Nessuno dei tre aperse più bocca a casa, dove si divisero. Steinegge, sentendosi stanco, andò a letto, don Innocenzo si ritirò nel suo studio a dir l'ufficio. Edith andò in cucina ad ascoltare una conferenza di Marta su vitali argomenti d'economia domestica, sui prezzi dello zucchero e del caffè, sul modo di «metter là» i pomidoro e i capperi in aceto, sulla tela più robusta e a buon mercato. Dopo mezz'ora di chiacchiere Edith lasciò la cucina e venne a bussar sommessamente all'uscio dello studio.
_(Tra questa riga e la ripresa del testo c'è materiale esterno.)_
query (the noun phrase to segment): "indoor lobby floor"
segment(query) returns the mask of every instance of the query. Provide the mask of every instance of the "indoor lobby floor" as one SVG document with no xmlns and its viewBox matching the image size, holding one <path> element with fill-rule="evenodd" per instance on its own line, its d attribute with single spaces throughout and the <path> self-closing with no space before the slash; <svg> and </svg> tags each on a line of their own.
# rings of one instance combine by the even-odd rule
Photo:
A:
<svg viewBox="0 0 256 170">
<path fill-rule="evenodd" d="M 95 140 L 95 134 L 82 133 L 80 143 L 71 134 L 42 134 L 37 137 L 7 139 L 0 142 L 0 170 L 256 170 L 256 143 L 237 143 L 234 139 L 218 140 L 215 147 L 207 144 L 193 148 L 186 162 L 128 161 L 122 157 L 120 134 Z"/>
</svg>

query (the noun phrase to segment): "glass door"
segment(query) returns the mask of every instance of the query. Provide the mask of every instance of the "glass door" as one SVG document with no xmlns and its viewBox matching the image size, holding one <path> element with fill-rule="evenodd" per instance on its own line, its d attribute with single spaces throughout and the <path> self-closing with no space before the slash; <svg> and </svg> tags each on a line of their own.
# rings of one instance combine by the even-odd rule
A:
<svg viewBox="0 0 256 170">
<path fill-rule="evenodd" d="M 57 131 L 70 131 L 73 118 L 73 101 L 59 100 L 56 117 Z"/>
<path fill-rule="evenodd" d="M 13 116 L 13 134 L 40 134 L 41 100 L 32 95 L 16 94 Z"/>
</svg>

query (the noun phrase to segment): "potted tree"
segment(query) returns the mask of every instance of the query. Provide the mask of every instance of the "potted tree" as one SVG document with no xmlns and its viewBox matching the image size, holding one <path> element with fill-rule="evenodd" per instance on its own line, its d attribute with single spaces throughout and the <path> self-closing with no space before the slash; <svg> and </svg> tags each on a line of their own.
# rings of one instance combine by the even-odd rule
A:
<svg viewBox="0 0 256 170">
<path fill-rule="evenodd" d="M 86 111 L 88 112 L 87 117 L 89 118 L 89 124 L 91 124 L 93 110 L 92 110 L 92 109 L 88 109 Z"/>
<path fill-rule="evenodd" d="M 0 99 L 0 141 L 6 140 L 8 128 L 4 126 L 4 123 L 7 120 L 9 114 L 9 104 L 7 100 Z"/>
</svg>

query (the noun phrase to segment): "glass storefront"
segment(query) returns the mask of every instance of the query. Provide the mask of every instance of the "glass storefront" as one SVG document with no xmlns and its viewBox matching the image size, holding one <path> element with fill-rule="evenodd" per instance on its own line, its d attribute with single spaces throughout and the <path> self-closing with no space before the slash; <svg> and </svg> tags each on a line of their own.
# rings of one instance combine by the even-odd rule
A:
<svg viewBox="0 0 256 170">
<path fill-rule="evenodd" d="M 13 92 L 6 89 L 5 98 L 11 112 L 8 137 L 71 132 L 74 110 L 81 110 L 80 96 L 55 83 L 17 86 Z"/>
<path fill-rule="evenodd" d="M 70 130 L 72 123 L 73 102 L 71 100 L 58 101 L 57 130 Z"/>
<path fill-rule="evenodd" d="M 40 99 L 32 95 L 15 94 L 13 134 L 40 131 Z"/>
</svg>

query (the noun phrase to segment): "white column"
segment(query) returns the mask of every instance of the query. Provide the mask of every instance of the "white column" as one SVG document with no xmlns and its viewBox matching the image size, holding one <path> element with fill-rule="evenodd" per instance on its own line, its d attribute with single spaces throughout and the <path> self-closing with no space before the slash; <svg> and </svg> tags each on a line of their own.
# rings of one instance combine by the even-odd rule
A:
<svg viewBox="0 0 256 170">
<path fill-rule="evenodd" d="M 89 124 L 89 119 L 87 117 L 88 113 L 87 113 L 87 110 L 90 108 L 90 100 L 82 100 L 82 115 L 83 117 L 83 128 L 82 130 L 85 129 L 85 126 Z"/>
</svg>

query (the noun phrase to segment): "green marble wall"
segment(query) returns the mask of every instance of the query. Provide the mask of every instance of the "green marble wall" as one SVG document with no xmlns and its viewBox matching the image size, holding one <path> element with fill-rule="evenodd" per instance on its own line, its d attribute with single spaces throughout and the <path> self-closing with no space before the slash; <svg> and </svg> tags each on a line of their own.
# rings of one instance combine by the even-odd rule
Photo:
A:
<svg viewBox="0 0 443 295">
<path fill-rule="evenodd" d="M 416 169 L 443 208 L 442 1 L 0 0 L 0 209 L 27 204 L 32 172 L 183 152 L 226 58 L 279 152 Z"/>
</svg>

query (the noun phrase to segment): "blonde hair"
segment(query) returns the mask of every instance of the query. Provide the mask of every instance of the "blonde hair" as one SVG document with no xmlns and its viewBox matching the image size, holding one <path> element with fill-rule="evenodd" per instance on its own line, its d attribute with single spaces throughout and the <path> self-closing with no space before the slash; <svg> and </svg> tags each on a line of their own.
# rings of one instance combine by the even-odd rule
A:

Don Innocenzo non si aspettava la sua visita; le domandò sorridendo se fosse accaduta qualche cosa. Ella rispose:
«No, volevo dirle una parola.»
Il prete comprese tosto dal volto di lei che doveva essere una parola grave, e si compose pure a gravità.
«Prego» diss'egli, alzandosi a mezzo e accennando una sedia presso di lui. Quindi attese in silenzio.
Passarono due minuti prima che le labbra di lei si aprissero. Don Innocenzo si pose a guardare attentamente il piano della scrivania, a spazzar col mignolo della destra, a soffiar via leggermente una polvere immaginaria. Finalmente Edith parlò.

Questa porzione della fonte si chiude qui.